When you are out on a walk with your dog, do they have little quirks that seem to come out? For one of my dogs, Arya, it was any change in the surface we were walking on, particularly metal. Every time we would come up to a metal grate or manhole cover on the sidewalk, she would make an extra effort to avoid walking over the surface. This is a confidence issue, plain and simple. Further, it indicates a scenario where the dog would rather transition to being defensive, instead of comfortable, where we ideally want them to be.
In order to teach her to be accepting of the surface, I restricted her options every time we were met with a metal surface on our walks. As we would move toward the grate or metal cover, I would shorten the leash and apply gentle pressure to her collar to restrict the directions she could move. I didn't drag or force her. I just calmly and gently confirmed for her that to move forward, her only option was over the grate. At first, just putting one foot on the grate was enough for me to release the tension on the leash and then we'd move around. After a few reps, she was going over these grate hurriedly but completely. On the next walk and with a bit of review, we were able to walk over them calmly. And lastly, we started practicing sit-stays for short periods of time.
Running into a situation like this while you are out with your dog might not seem like a big deal. But these little moments add up. Every time you allow your dog to take the easy route, you are limiting an opportunity to build trust with you and self-confidence in the dog. As with everything else in training, follow through is the number one most important factor in your relationship with your dog. You have to be believable. If surface changes are nothing to worry about, Arya needed to believe me, and that meant showing her that we could walk over them together. It's creating a mild stressor, that the dog can overcome, and continually building on that success until it's no longer a problem.
We do this in our own lives too. We allow ourselves to just side step small things, avoiding a task (however minimal), uncomfortable conversation, etc., until we have a much larger issue. For me, it's diet. I know what I should eat, but don't, even though the amount of effort it would take to make that change is relatively small on a daily basis. I don't even have to cook, just make a better choice.

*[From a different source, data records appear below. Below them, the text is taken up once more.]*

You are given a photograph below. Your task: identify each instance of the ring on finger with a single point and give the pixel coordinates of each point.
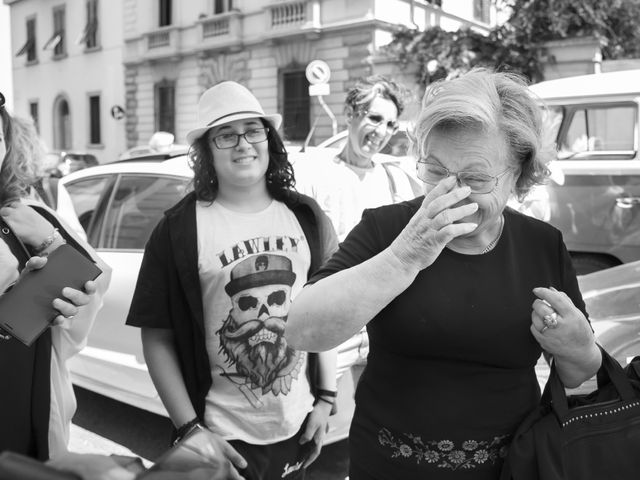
(551, 320)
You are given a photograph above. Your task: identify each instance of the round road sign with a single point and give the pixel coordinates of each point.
(318, 72)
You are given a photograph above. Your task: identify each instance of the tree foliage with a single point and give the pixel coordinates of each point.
(518, 44)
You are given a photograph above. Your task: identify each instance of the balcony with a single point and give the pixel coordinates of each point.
(286, 17)
(221, 30)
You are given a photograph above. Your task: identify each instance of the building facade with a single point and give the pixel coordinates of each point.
(134, 67)
(68, 73)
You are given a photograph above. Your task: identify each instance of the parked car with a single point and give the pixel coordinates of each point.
(116, 206)
(612, 298)
(61, 163)
(595, 198)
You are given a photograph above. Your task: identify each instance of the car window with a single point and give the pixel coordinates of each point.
(85, 194)
(137, 205)
(600, 128)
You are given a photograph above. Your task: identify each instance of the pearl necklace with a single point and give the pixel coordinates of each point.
(493, 242)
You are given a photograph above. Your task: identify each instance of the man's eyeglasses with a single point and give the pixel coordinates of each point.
(478, 182)
(375, 119)
(231, 140)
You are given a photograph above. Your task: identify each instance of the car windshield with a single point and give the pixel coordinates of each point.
(613, 293)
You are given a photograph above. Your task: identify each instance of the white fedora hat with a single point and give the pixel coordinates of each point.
(226, 102)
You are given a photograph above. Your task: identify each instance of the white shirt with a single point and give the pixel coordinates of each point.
(251, 265)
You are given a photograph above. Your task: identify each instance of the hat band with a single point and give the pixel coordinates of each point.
(257, 114)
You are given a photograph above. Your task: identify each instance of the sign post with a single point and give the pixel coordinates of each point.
(318, 73)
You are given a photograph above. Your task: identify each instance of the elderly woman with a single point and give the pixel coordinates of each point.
(459, 294)
(38, 402)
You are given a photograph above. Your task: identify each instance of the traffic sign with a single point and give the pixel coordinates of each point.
(117, 112)
(319, 89)
(318, 72)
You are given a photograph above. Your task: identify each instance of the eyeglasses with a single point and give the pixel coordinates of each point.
(478, 182)
(231, 140)
(375, 119)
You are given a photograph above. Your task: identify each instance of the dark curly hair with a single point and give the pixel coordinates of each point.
(280, 179)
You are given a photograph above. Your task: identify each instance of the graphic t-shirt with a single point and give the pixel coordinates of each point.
(251, 265)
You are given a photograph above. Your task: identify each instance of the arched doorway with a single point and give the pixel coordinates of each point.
(61, 124)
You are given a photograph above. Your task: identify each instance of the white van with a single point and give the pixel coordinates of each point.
(594, 195)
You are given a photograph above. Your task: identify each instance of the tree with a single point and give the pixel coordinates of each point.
(518, 44)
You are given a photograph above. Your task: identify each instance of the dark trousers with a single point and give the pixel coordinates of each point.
(278, 460)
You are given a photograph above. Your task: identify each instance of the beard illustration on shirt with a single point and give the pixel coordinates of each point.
(252, 336)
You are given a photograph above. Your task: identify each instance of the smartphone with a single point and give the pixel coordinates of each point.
(192, 451)
(26, 310)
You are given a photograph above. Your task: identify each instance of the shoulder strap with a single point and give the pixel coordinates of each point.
(16, 246)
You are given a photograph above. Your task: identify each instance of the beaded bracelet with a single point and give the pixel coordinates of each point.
(47, 241)
(186, 428)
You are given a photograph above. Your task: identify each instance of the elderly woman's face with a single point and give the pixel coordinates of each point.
(476, 152)
(372, 129)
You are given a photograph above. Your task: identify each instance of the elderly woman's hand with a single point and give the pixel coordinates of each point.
(434, 225)
(563, 331)
(28, 225)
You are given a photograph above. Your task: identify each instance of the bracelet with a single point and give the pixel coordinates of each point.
(47, 241)
(328, 393)
(322, 399)
(186, 428)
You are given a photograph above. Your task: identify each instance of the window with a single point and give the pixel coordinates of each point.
(165, 13)
(85, 195)
(165, 106)
(61, 124)
(90, 33)
(33, 111)
(295, 105)
(57, 40)
(29, 47)
(222, 6)
(481, 11)
(137, 206)
(598, 129)
(94, 120)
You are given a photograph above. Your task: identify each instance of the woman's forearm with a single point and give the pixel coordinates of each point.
(575, 370)
(325, 314)
(162, 361)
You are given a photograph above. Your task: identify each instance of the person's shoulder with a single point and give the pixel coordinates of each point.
(529, 225)
(396, 212)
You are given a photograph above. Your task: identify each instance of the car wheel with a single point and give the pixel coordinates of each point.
(585, 263)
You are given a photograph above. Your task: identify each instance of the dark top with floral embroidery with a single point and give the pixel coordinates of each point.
(450, 373)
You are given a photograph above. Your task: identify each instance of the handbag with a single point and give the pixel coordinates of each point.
(581, 437)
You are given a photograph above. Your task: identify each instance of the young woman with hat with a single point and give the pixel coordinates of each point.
(214, 289)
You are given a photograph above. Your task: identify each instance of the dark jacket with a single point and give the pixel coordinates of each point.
(168, 293)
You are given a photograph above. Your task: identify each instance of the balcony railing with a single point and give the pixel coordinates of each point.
(158, 39)
(215, 27)
(289, 14)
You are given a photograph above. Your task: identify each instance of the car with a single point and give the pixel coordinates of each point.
(612, 299)
(595, 197)
(115, 207)
(61, 163)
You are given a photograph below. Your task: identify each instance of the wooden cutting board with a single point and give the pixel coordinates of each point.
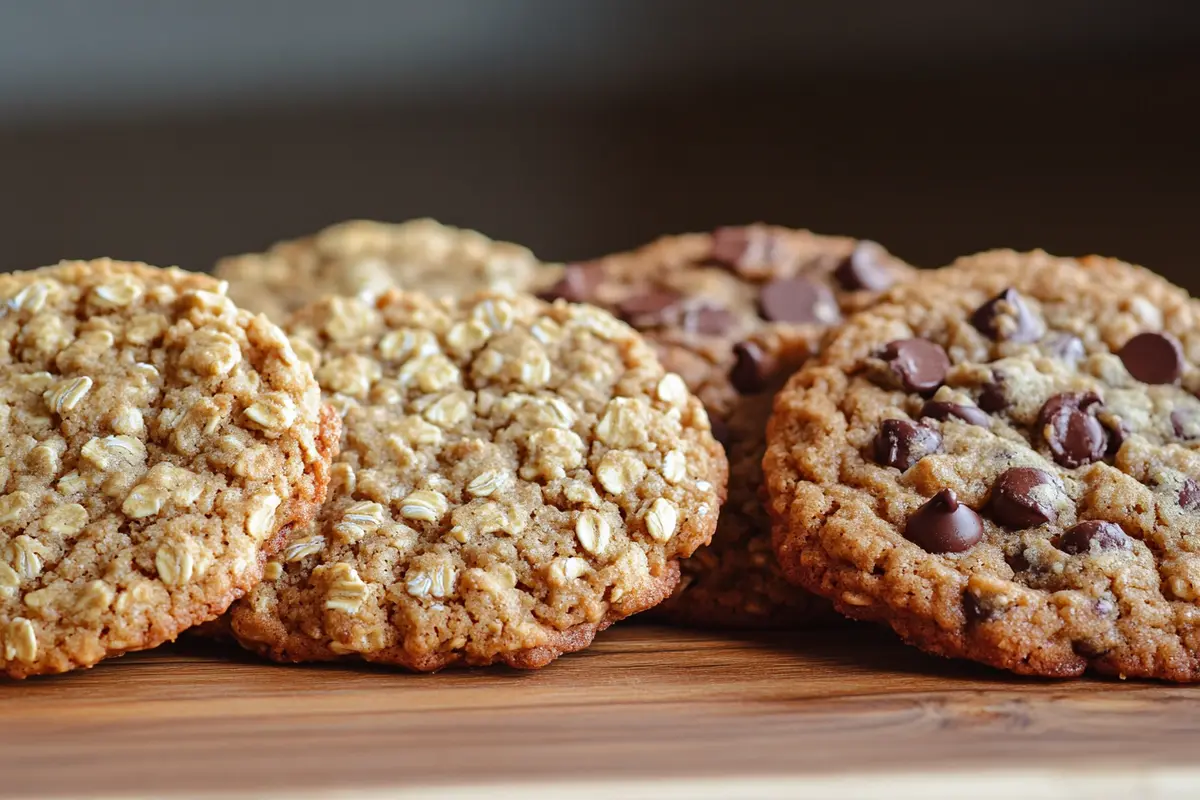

So if there is that one house with the barking dog in the window that sets your dog on fire, that one bush that always has a bird in it that the dog wants to hunt... Take some extra time to work through those moments. Be careful to go in bite sized chunks, treat genuine effort as success, and not to over pressure your dog. But take the time. A 10 minute walk and 20 minutes working on an issue like this does your dog FAR more good than mindless trucking down the street for a half hour. These moments... they are not problems. They are opportunities to resolve behavior issues, solidify obedience, build trust and self-confidence, and show your dog that you are every bit of the leader, teacher, advocate, and cheerleader that they need in their life. All those little wins add up to better habits and better self-esteem.